The academy was clearly a success and quickly outgrew its fashionable new building. Only 11 years after it opened, a third floor and an addition were built onto the original structure to accommodate male boarding pupils as well as a barn, chaise house, and other outbuildings. A fence was erected from the middle of the window west of the front door to the lane fence, to separate outdoor recreation space for male and female students.

The academy continued hiring female instructors, appealing in the process to families seeking more advanced education for their daughters at a time when colleges remained closed to women. Among the faculty recruited in this period was an intellectually and artistically gifted young woman from nearby Amherst, Massachusetts, Orra White. She was only 17 years old in 1813, when the trustees hired her as the new preceptress.  She taught astronomy, painting, drawing, botany, and cartography until 1818, and three years later, she would marry a fellow teacher and colleague, Edward Hitchcock. 

The school thrived under the leadership of Edward Hitchcock and Orra White. The curriculum expanded to include additional subjects in the sciences including astronomy, geology, and botany. They introduced active, experiential learning that presaged the materials they would create to support Edward's research and teaching in geology and ichnology when he joined the faculty of Amherst College. Orra combined instruction in the sciences with painting and other decorative arts. Edward made good use of the academy's fine collection of scientific instruments but also designed his own apparatus to demonstrate scientific principles in the classroom, including a wooden model customized to the latitude and longitude of Deerfield to predict eclipses in the region. The pair also collaborated in writing and producing a play performed by faculty and students titled, Emancipation of Europe, Or, The Downfall of Bonaparte.

The institution's fortunes fluctuated in time with the economic ups and downs of the region and nation. In 1875, a generous bequest from a town resident for a free academy and town library enabled the building of a new edifice at its current location in the village center for both Deerfield residents and out-of-town students. The school sold its original home to the Pocumtuck Valley Memorial Association and the former academy building re-opened as the Memorial Hall Museum in 1880, which the PVMA continues to oversee and operate. In 1880, graduates of the new, jointly administered Dickinson High School and Deerfield Academy received the first high school diplomas ever conferred in Deerfield. 

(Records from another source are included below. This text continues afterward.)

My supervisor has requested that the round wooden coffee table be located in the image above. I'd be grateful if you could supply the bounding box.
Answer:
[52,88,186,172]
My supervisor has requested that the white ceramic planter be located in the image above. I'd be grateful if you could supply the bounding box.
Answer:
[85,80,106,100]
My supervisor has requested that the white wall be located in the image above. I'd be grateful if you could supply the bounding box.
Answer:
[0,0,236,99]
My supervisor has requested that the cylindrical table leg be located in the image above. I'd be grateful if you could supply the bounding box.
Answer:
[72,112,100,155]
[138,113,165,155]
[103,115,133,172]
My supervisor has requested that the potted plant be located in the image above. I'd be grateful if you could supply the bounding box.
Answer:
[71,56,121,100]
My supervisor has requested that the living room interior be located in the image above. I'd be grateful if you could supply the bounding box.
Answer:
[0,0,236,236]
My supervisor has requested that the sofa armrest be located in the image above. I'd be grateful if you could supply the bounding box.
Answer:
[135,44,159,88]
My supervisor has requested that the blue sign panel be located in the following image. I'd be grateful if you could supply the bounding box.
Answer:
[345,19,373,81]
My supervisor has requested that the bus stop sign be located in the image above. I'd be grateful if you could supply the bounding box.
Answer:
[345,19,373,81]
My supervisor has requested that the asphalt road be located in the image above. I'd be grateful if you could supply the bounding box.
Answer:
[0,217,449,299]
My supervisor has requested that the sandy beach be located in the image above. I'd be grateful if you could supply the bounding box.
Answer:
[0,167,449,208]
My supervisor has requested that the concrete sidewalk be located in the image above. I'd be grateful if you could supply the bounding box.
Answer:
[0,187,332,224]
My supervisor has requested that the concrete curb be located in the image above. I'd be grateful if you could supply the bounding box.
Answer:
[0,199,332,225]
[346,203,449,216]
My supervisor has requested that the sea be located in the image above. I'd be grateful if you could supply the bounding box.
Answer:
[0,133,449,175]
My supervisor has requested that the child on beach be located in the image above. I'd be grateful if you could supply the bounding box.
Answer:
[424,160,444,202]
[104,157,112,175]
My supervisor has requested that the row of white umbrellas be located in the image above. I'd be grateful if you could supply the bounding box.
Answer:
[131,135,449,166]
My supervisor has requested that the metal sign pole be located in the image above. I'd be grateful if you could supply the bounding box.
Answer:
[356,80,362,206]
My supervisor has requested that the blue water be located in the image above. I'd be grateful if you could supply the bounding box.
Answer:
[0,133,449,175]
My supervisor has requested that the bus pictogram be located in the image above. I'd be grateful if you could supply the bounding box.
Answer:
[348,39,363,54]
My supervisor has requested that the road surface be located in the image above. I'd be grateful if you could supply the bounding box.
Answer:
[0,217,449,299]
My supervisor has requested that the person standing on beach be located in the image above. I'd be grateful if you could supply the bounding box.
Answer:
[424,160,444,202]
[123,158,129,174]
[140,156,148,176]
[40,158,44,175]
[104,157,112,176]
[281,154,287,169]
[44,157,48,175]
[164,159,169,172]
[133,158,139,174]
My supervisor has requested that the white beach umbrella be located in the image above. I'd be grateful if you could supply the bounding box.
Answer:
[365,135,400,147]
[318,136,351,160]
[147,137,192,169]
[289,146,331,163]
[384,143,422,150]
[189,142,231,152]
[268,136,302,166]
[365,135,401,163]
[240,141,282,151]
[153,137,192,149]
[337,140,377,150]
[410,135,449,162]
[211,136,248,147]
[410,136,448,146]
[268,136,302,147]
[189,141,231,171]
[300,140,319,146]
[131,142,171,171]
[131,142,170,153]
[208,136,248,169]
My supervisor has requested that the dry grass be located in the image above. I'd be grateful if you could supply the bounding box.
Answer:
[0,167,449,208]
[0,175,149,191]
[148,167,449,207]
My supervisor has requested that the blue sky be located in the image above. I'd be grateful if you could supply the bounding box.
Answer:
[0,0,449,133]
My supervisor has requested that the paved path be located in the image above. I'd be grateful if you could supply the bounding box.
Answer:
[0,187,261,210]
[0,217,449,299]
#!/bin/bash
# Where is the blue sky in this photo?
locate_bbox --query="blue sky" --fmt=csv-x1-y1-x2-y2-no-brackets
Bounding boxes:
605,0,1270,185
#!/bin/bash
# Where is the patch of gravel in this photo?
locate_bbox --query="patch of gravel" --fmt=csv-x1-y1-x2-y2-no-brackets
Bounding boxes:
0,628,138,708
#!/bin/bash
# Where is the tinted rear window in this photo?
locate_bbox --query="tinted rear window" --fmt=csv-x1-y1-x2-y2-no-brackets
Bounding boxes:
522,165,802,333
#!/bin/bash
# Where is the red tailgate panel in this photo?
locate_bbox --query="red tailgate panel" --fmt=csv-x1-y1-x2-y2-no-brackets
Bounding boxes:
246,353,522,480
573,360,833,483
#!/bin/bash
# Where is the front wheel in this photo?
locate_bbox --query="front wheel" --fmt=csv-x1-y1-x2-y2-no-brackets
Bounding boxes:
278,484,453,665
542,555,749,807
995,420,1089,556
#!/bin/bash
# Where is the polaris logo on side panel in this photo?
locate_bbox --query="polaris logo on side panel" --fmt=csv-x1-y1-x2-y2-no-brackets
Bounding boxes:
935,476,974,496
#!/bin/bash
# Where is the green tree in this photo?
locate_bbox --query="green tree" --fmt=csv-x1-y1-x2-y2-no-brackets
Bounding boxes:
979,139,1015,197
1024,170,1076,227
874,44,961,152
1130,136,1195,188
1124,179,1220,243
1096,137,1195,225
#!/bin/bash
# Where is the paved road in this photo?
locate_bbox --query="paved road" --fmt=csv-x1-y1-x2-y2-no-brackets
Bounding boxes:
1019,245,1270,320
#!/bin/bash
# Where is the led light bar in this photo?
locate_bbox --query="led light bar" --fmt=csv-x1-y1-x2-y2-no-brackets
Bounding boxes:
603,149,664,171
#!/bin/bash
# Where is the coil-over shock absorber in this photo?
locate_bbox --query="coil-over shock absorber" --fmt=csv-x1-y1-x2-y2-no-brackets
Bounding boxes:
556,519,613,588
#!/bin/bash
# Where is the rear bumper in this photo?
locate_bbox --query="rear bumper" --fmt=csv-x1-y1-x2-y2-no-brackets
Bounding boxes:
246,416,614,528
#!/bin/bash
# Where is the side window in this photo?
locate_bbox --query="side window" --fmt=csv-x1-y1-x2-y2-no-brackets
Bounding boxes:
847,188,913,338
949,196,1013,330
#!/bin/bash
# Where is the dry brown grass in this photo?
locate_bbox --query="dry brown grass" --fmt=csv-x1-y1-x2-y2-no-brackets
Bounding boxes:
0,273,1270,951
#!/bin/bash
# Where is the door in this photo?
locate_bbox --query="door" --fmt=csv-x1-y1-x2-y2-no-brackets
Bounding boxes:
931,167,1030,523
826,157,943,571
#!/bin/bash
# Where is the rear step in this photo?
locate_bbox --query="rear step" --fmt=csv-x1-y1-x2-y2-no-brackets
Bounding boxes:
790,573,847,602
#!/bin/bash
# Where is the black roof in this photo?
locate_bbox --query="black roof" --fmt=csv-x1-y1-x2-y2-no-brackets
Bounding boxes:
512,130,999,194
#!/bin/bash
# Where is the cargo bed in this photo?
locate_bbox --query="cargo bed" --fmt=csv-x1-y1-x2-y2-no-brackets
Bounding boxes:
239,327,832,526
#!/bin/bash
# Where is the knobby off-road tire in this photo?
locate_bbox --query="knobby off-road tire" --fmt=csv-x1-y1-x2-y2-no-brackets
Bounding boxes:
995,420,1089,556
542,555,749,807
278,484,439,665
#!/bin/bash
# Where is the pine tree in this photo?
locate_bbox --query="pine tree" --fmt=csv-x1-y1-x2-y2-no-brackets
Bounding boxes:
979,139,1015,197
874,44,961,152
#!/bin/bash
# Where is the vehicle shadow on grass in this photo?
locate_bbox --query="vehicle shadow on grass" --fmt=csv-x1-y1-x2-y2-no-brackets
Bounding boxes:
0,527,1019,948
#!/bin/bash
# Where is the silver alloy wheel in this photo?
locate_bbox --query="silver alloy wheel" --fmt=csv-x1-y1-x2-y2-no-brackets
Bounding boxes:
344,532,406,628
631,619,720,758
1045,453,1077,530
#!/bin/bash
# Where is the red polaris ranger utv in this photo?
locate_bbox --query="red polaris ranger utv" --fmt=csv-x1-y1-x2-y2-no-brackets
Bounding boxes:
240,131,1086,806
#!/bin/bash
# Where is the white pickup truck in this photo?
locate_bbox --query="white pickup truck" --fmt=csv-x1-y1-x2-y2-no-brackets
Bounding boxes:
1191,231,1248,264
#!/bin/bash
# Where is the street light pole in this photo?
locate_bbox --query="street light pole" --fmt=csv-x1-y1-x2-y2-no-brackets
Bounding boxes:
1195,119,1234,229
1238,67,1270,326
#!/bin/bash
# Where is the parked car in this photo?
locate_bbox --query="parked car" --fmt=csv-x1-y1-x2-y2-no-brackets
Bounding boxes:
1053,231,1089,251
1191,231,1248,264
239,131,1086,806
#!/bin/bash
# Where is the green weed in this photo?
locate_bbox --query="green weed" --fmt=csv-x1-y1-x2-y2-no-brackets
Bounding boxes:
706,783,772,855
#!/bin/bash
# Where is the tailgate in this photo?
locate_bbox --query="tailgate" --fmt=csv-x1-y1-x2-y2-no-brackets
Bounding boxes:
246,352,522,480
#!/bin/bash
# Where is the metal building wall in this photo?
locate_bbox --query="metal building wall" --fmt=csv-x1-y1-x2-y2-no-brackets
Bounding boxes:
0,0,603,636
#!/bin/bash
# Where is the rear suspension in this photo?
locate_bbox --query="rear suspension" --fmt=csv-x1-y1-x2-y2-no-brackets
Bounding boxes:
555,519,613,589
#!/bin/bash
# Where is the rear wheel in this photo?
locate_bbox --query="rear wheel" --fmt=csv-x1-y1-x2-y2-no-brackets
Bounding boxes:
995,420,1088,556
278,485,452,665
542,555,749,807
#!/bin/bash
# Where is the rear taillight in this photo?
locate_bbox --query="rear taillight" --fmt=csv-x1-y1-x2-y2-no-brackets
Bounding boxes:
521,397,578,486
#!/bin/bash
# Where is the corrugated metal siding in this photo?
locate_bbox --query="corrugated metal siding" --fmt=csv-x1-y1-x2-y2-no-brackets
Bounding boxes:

In 1902, the town hired Frank Boyden, an energetic young headmaster. Under his leadership the town high school and the academy separated. Deerfield built a high school in South Deerfield and the academy once again became an entirely private school. In 1948, Deerfield Academy ceased admitting young women and became a single-sex institution. Co-education was re-established in 1989. Today, Deerfield Academy is an independent, college preparatory school with more than 120 faculty and a student body numbering over 600 day and boarding students.